Tchiofo Lontsi, Rodine; School of Wood, Water and Natural Resources, Faculty of Agronomy and Agricultural Sciences, University of Dschang, Ebolowa, Cameroon
Corre, Marife D.; Soil Science of Tropical and Subtropical Ecosystems, Faculty of Forest Sciences and Forest Ecology, University of Goettingen, Goettingen, Germany
Iddris, Najeeb A.; Soil Science of Tropical and Subtropical Ecosystems, Faculty of Forest Sciences and Forest Ecology, University of Goettingen, Goettingen, Germany
Veldkamp, Edzo; Soil Science of Tropical and Subtropical Ecosystems, Faculty of Forest Sciences and Forest Ecology, University of Goettingen, Goettingen, Germany

Abstract

Selective logging is among the main causes of tropical forest degradation, but little is known about its effects on greenhouse gas (GHG) fluxes from highly weathered Ferralsol soils in Africa.

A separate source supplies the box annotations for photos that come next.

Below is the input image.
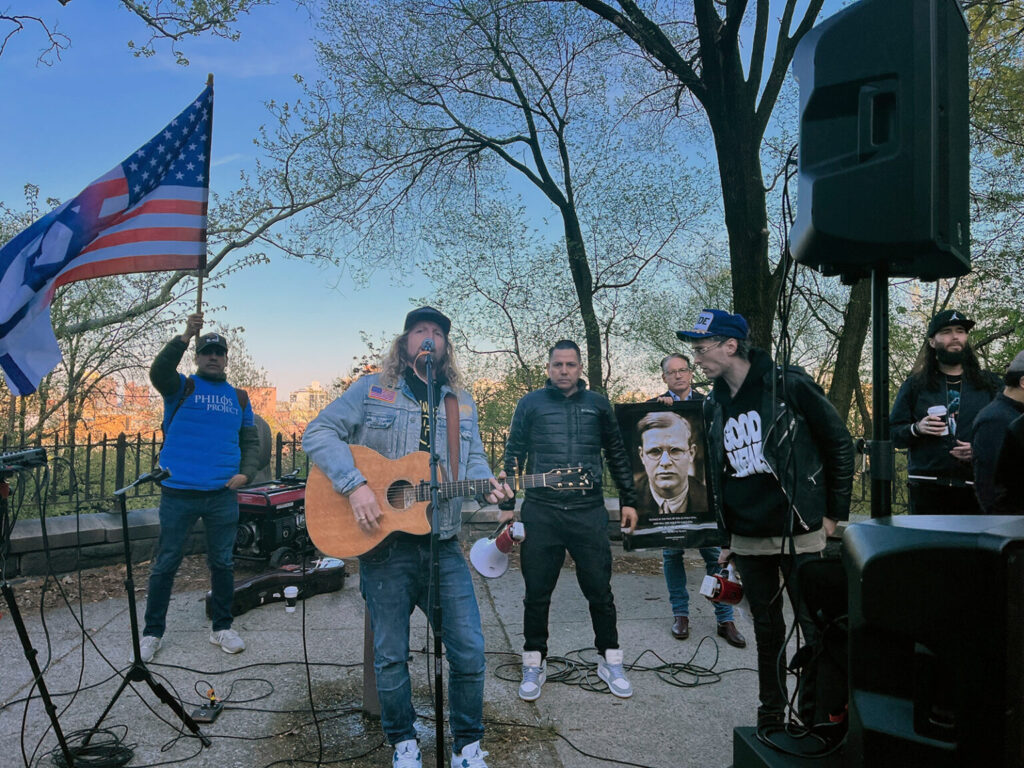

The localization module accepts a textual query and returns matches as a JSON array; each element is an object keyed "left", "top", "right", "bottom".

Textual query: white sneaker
[
  {"left": 132, "top": 635, "right": 160, "bottom": 664},
  {"left": 391, "top": 738, "right": 421, "bottom": 768},
  {"left": 520, "top": 650, "right": 548, "bottom": 700},
  {"left": 452, "top": 741, "right": 490, "bottom": 768},
  {"left": 210, "top": 630, "right": 246, "bottom": 653},
  {"left": 597, "top": 648, "right": 633, "bottom": 698}
]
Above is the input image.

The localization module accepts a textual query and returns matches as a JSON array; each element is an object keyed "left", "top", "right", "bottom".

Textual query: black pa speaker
[
  {"left": 792, "top": 0, "right": 971, "bottom": 282},
  {"left": 843, "top": 515, "right": 1024, "bottom": 768}
]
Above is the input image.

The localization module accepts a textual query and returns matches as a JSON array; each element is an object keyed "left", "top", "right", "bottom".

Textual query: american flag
[{"left": 0, "top": 85, "right": 213, "bottom": 395}]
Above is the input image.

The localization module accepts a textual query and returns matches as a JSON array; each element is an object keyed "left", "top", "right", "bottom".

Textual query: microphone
[{"left": 137, "top": 465, "right": 171, "bottom": 482}]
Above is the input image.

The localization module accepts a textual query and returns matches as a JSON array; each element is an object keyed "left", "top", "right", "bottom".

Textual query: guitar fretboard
[{"left": 406, "top": 473, "right": 591, "bottom": 502}]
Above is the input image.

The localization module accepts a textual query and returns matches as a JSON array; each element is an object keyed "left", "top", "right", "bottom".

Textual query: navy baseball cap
[
  {"left": 928, "top": 309, "right": 974, "bottom": 339},
  {"left": 676, "top": 309, "right": 751, "bottom": 341},
  {"left": 402, "top": 306, "right": 452, "bottom": 336},
  {"left": 196, "top": 334, "right": 227, "bottom": 354}
]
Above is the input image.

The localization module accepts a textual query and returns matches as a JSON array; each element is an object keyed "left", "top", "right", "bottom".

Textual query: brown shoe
[{"left": 718, "top": 622, "right": 746, "bottom": 648}]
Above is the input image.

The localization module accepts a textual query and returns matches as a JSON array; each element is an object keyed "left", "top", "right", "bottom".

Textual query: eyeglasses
[{"left": 690, "top": 341, "right": 725, "bottom": 357}]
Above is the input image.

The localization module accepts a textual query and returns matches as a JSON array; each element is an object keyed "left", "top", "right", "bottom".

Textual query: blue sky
[
  {"left": 0, "top": 0, "right": 841, "bottom": 397},
  {"left": 0, "top": 0, "right": 427, "bottom": 397}
]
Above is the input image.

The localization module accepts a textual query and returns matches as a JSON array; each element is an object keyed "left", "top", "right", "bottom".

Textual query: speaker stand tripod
[
  {"left": 82, "top": 468, "right": 210, "bottom": 746},
  {"left": 0, "top": 466, "right": 75, "bottom": 768}
]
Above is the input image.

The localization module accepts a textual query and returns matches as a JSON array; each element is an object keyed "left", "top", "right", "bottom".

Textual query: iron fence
[
  {"left": 0, "top": 432, "right": 309, "bottom": 518},
  {"left": 0, "top": 431, "right": 907, "bottom": 517}
]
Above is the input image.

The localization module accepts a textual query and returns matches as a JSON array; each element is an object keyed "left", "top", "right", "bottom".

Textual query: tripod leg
[
  {"left": 82, "top": 667, "right": 135, "bottom": 746},
  {"left": 0, "top": 581, "right": 75, "bottom": 766},
  {"left": 142, "top": 666, "right": 210, "bottom": 746}
]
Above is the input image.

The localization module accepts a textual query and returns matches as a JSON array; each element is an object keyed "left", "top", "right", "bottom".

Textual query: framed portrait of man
[{"left": 615, "top": 401, "right": 719, "bottom": 550}]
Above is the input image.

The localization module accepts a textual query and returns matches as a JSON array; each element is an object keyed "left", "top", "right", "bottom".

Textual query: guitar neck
[{"left": 416, "top": 474, "right": 550, "bottom": 502}]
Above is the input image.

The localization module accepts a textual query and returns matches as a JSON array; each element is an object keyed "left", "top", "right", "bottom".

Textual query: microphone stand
[
  {"left": 424, "top": 345, "right": 444, "bottom": 768},
  {"left": 82, "top": 467, "right": 210, "bottom": 746},
  {"left": 0, "top": 458, "right": 75, "bottom": 768}
]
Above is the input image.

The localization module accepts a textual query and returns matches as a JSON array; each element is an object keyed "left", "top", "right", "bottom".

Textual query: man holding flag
[{"left": 0, "top": 78, "right": 213, "bottom": 395}]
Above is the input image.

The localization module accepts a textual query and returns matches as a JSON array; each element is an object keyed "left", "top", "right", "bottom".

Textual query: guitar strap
[{"left": 444, "top": 394, "right": 459, "bottom": 481}]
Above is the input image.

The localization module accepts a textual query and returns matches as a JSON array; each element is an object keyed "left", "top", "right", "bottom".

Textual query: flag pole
[{"left": 196, "top": 72, "right": 213, "bottom": 344}]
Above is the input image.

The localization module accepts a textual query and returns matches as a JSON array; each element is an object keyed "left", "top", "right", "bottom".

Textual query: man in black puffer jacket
[
  {"left": 676, "top": 309, "right": 854, "bottom": 727},
  {"left": 889, "top": 309, "right": 999, "bottom": 515},
  {"left": 505, "top": 341, "right": 637, "bottom": 701}
]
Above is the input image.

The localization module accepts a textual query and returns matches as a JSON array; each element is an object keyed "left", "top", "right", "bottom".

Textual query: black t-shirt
[
  {"left": 946, "top": 374, "right": 964, "bottom": 435},
  {"left": 406, "top": 368, "right": 442, "bottom": 453},
  {"left": 715, "top": 361, "right": 788, "bottom": 519}
]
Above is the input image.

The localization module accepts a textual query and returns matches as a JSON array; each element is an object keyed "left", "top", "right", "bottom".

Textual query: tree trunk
[
  {"left": 828, "top": 278, "right": 871, "bottom": 422},
  {"left": 708, "top": 115, "right": 779, "bottom": 349},
  {"left": 561, "top": 203, "right": 604, "bottom": 393}
]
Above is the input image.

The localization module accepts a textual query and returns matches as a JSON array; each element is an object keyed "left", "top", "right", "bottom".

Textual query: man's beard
[
  {"left": 935, "top": 346, "right": 967, "bottom": 366},
  {"left": 409, "top": 349, "right": 447, "bottom": 378}
]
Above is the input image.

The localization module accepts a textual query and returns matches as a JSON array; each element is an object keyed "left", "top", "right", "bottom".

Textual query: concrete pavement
[{"left": 0, "top": 522, "right": 798, "bottom": 768}]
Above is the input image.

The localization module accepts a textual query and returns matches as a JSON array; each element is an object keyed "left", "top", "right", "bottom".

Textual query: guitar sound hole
[{"left": 387, "top": 480, "right": 413, "bottom": 509}]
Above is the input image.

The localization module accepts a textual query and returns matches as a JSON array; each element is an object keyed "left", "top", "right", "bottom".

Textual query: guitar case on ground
[{"left": 204, "top": 557, "right": 345, "bottom": 618}]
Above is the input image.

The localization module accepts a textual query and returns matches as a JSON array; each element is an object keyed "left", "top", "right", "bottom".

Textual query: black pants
[
  {"left": 906, "top": 480, "right": 981, "bottom": 515},
  {"left": 519, "top": 501, "right": 618, "bottom": 657},
  {"left": 734, "top": 552, "right": 821, "bottom": 725}
]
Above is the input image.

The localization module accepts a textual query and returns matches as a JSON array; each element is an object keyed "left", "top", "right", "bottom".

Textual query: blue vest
[{"left": 160, "top": 374, "right": 253, "bottom": 490}]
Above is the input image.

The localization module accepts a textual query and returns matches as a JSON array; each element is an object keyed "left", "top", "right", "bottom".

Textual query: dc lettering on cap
[{"left": 693, "top": 312, "right": 715, "bottom": 334}]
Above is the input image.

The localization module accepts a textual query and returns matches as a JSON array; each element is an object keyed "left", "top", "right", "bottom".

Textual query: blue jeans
[
  {"left": 662, "top": 547, "right": 732, "bottom": 624},
  {"left": 142, "top": 487, "right": 239, "bottom": 637},
  {"left": 359, "top": 535, "right": 486, "bottom": 754}
]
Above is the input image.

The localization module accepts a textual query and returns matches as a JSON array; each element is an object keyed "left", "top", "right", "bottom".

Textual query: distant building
[
  {"left": 245, "top": 387, "right": 278, "bottom": 419},
  {"left": 288, "top": 381, "right": 330, "bottom": 412}
]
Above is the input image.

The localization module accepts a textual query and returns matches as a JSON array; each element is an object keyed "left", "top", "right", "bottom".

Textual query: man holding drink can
[{"left": 889, "top": 309, "right": 999, "bottom": 515}]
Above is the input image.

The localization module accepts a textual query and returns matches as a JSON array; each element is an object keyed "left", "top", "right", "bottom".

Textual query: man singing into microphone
[
  {"left": 302, "top": 306, "right": 514, "bottom": 768},
  {"left": 139, "top": 312, "right": 259, "bottom": 662}
]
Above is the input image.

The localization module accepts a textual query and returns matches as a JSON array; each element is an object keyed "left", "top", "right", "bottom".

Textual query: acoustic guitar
[{"left": 306, "top": 445, "right": 594, "bottom": 557}]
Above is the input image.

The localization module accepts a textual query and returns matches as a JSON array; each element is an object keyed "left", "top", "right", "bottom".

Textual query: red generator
[{"left": 234, "top": 473, "right": 315, "bottom": 568}]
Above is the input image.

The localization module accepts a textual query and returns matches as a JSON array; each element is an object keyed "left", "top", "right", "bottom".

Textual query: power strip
[{"left": 193, "top": 701, "right": 224, "bottom": 723}]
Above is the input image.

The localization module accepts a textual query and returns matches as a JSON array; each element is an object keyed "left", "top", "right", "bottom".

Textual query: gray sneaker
[
  {"left": 597, "top": 648, "right": 633, "bottom": 698},
  {"left": 519, "top": 650, "right": 548, "bottom": 701},
  {"left": 391, "top": 738, "right": 423, "bottom": 768},
  {"left": 210, "top": 630, "right": 246, "bottom": 653},
  {"left": 132, "top": 635, "right": 160, "bottom": 664}
]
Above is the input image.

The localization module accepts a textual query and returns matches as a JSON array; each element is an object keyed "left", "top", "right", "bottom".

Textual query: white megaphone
[{"left": 469, "top": 520, "right": 526, "bottom": 579}]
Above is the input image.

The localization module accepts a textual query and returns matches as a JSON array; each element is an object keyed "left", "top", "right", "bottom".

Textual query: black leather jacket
[
  {"left": 703, "top": 349, "right": 854, "bottom": 546},
  {"left": 504, "top": 379, "right": 636, "bottom": 510}
]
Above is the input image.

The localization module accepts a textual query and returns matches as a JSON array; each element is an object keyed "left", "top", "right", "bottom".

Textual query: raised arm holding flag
[{"left": 0, "top": 77, "right": 213, "bottom": 395}]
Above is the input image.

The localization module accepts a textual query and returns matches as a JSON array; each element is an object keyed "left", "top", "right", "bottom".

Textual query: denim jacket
[{"left": 302, "top": 374, "right": 494, "bottom": 539}]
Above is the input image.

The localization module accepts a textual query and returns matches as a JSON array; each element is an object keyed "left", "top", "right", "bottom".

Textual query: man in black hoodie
[
  {"left": 676, "top": 309, "right": 854, "bottom": 726},
  {"left": 505, "top": 340, "right": 637, "bottom": 701}
]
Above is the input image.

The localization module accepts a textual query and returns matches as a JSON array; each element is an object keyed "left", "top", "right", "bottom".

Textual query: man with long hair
[
  {"left": 302, "top": 306, "right": 513, "bottom": 768},
  {"left": 889, "top": 309, "right": 999, "bottom": 515}
]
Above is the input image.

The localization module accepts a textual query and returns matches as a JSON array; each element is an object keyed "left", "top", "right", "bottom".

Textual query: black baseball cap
[
  {"left": 402, "top": 306, "right": 452, "bottom": 336},
  {"left": 928, "top": 309, "right": 975, "bottom": 339},
  {"left": 196, "top": 334, "right": 227, "bottom": 354}
]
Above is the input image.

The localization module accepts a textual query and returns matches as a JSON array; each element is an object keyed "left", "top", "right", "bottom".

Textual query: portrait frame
[{"left": 615, "top": 400, "right": 720, "bottom": 551}]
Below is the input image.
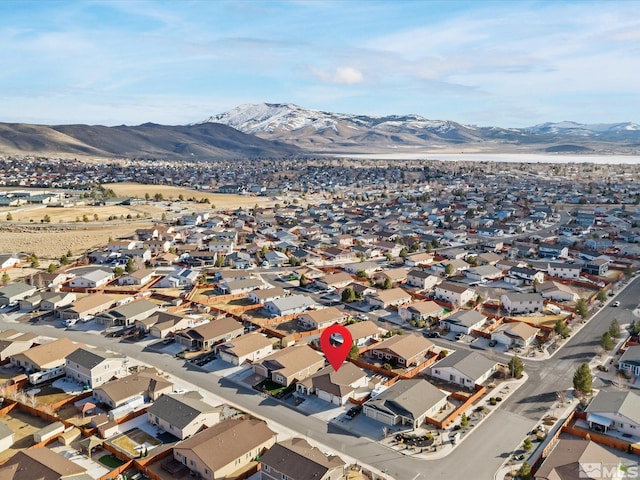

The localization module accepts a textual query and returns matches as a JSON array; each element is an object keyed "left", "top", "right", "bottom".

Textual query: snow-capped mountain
[{"left": 200, "top": 103, "right": 640, "bottom": 153}]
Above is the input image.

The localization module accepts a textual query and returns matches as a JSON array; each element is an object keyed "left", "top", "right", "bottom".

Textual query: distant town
[{"left": 0, "top": 156, "right": 640, "bottom": 480}]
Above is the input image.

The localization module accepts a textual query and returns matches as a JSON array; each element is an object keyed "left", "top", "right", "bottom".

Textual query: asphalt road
[{"left": 0, "top": 278, "right": 640, "bottom": 480}]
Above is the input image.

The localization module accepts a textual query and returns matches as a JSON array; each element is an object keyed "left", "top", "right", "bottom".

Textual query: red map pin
[{"left": 320, "top": 324, "right": 353, "bottom": 372}]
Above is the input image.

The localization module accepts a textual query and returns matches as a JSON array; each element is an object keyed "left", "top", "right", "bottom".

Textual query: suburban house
[
  {"left": 342, "top": 320, "right": 384, "bottom": 347},
  {"left": 147, "top": 392, "right": 220, "bottom": 440},
  {"left": 218, "top": 332, "right": 275, "bottom": 365},
  {"left": 173, "top": 418, "right": 276, "bottom": 480},
  {"left": 260, "top": 438, "right": 345, "bottom": 480},
  {"left": 533, "top": 438, "right": 626, "bottom": 480},
  {"left": 58, "top": 293, "right": 115, "bottom": 320},
  {"left": 0, "top": 332, "right": 33, "bottom": 362},
  {"left": 249, "top": 287, "right": 287, "bottom": 304},
  {"left": 464, "top": 265, "right": 503, "bottom": 282},
  {"left": 585, "top": 390, "right": 640, "bottom": 437},
  {"left": 296, "top": 362, "right": 370, "bottom": 406},
  {"left": 0, "top": 282, "right": 36, "bottom": 307},
  {"left": 618, "top": 346, "right": 640, "bottom": 376},
  {"left": 367, "top": 288, "right": 412, "bottom": 308},
  {"left": 298, "top": 307, "right": 347, "bottom": 330},
  {"left": 398, "top": 300, "right": 443, "bottom": 322},
  {"left": 0, "top": 447, "right": 92, "bottom": 480},
  {"left": 582, "top": 255, "right": 611, "bottom": 277},
  {"left": 504, "top": 265, "right": 544, "bottom": 285},
  {"left": 65, "top": 348, "right": 129, "bottom": 388},
  {"left": 11, "top": 337, "right": 84, "bottom": 373},
  {"left": 118, "top": 268, "right": 156, "bottom": 287},
  {"left": 69, "top": 267, "right": 115, "bottom": 288},
  {"left": 500, "top": 293, "right": 544, "bottom": 314},
  {"left": 434, "top": 281, "right": 476, "bottom": 307},
  {"left": 175, "top": 317, "right": 244, "bottom": 350},
  {"left": 429, "top": 350, "right": 497, "bottom": 389},
  {"left": 96, "top": 300, "right": 160, "bottom": 328},
  {"left": 263, "top": 295, "right": 316, "bottom": 317},
  {"left": 316, "top": 272, "right": 353, "bottom": 290},
  {"left": 440, "top": 310, "right": 487, "bottom": 335},
  {"left": 149, "top": 312, "right": 202, "bottom": 338},
  {"left": 547, "top": 262, "right": 582, "bottom": 280},
  {"left": 253, "top": 344, "right": 324, "bottom": 387},
  {"left": 538, "top": 243, "right": 569, "bottom": 258},
  {"left": 366, "top": 333, "right": 433, "bottom": 367},
  {"left": 491, "top": 322, "right": 540, "bottom": 347},
  {"left": 93, "top": 368, "right": 173, "bottom": 408},
  {"left": 407, "top": 270, "right": 442, "bottom": 290},
  {"left": 536, "top": 280, "right": 580, "bottom": 302},
  {"left": 363, "top": 380, "right": 448, "bottom": 428}
]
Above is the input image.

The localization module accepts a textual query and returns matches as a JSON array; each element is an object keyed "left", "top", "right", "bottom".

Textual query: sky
[{"left": 0, "top": 0, "right": 640, "bottom": 127}]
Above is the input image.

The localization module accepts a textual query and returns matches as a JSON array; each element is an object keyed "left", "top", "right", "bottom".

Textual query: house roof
[
  {"left": 536, "top": 438, "right": 620, "bottom": 480},
  {"left": 188, "top": 317, "right": 244, "bottom": 340},
  {"left": 436, "top": 280, "right": 470, "bottom": 293},
  {"left": 174, "top": 419, "right": 276, "bottom": 475},
  {"left": 375, "top": 288, "right": 411, "bottom": 303},
  {"left": 218, "top": 332, "right": 274, "bottom": 358},
  {"left": 260, "top": 438, "right": 345, "bottom": 480},
  {"left": 300, "top": 307, "right": 345, "bottom": 324},
  {"left": 15, "top": 337, "right": 84, "bottom": 368},
  {"left": 345, "top": 320, "right": 380, "bottom": 340},
  {"left": 96, "top": 368, "right": 173, "bottom": 404},
  {"left": 365, "top": 380, "right": 447, "bottom": 420},
  {"left": 585, "top": 390, "right": 640, "bottom": 425},
  {"left": 432, "top": 350, "right": 496, "bottom": 379},
  {"left": 259, "top": 344, "right": 324, "bottom": 377},
  {"left": 147, "top": 392, "right": 218, "bottom": 429},
  {"left": 303, "top": 362, "right": 367, "bottom": 397},
  {"left": 0, "top": 447, "right": 87, "bottom": 480},
  {"left": 67, "top": 348, "right": 124, "bottom": 370},
  {"left": 443, "top": 310, "right": 487, "bottom": 328},
  {"left": 373, "top": 333, "right": 433, "bottom": 358}
]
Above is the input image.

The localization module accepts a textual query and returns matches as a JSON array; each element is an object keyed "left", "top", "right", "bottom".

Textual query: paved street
[{"left": 2, "top": 278, "right": 640, "bottom": 480}]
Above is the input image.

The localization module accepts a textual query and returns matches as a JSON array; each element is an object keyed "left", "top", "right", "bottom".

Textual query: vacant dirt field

We measured soil CO2, N2O, and CH4 fluxes, and their soil controlling factors at two forests that had undergone conventional selective logging and reduced-impact logging in Cameroon. Each logging system had four replicate plots, each included the disturbed strata (road, logging deck, skidding trail, and felling gap) and an undisturbed reference area. Measurements were conducted monthly from September 2016 to October 2017. Annual GHG fluxes ranged from 4.9 to 18.6 Mg CO2–C, from 1.5 to 79 kg N2O–N, and from − 4.3 to 71.1 kg CH4–C ha−1 year−1. Compared to undisturbed areas, soil CO2 emissions were reduced and soil CH4 emissions increased in skidding trails, logging decks and roads (P < 0.01) whereas soil N2O emissions increased in skidding trails (P = 0.03–0.05). The combined disturbed strata had 28% decrease in soil CO2 emissions, 83% increase in soil N2O emissions, and seven times higher soil CH4 emissions compared to undisturbed area (P ≤ 0.01). However, the disturbed strata represented only 4–5% of the area impacted in both logging systems, which reduced considerably the changes in soil GHG fluxes at the landscape level. Across all strata, soil GHG fluxes were regulated by soil bulk density and water-filled pore space, indicating the influence of soil aeration and gas diffusion, and by soil organic carbon and nitrogen, suggesting the control of substrate availability on microbial processes of these GHG.